Clarissa, Or the History of a Young Lady (1747-8)

 by Samuel Richardson

clarissa

The difficulty of Richardson’s masterpiece lies almost exclusively in its length: the outsized Penguin Classics edition (9×5.5×3) is 1,500 pages and weights nearly three pounds.

 I’m not sure it’s the longest novel in English; Richardson’s own Sir Charles Grandison might be longer, and surely the likes of Pynchon, Wallace, and Bolaño have overtaken Clarissa by now—but she is certainly among the longest.
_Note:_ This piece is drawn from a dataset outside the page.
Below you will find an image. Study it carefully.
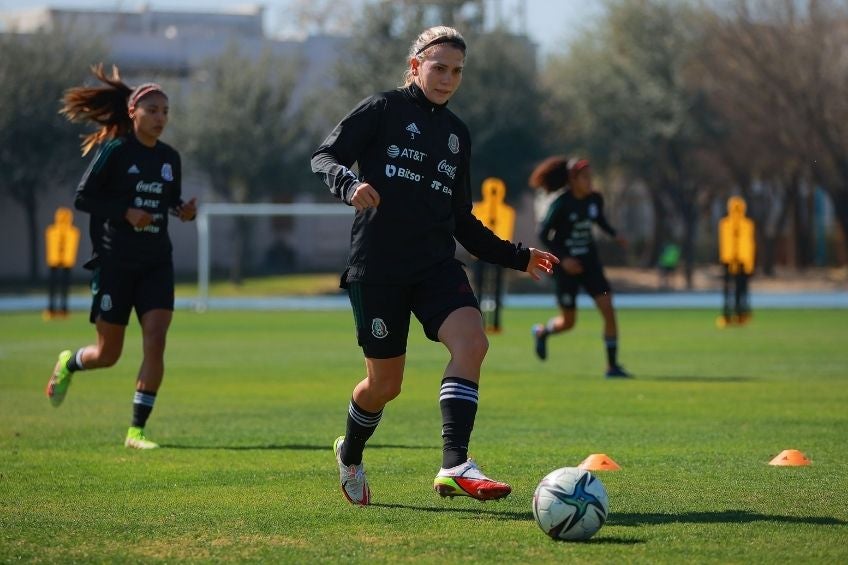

Other possible sources of difficulty: the eighteenth-century diction and syntax of Richardson’s masterpiece may seem a little strange or prim at first, as may the social mores of eighteenth-century England, and some readers find the plot insufficient to the length of the book (“if you were to read Richardson for the story,” Samuel Johnson noted,  “your impatience would be so much fretted that you would hang yourself.”) Many readers, however, are ultimately drawn in by Richardson’s hero and heroine and the incredible psychological depth with which he draws them (Johnson again: “the first book in the world for the knowledge it displays of the human heart”). The nature of the relationship between the beautiful, virtuous, otherworldly Clarissa Harlowe and her lover/tormenter, the aristocratic libertine Robert Lovelace is entrancing. For emotional and psychological complexity, you will not find a more impressive novel in English.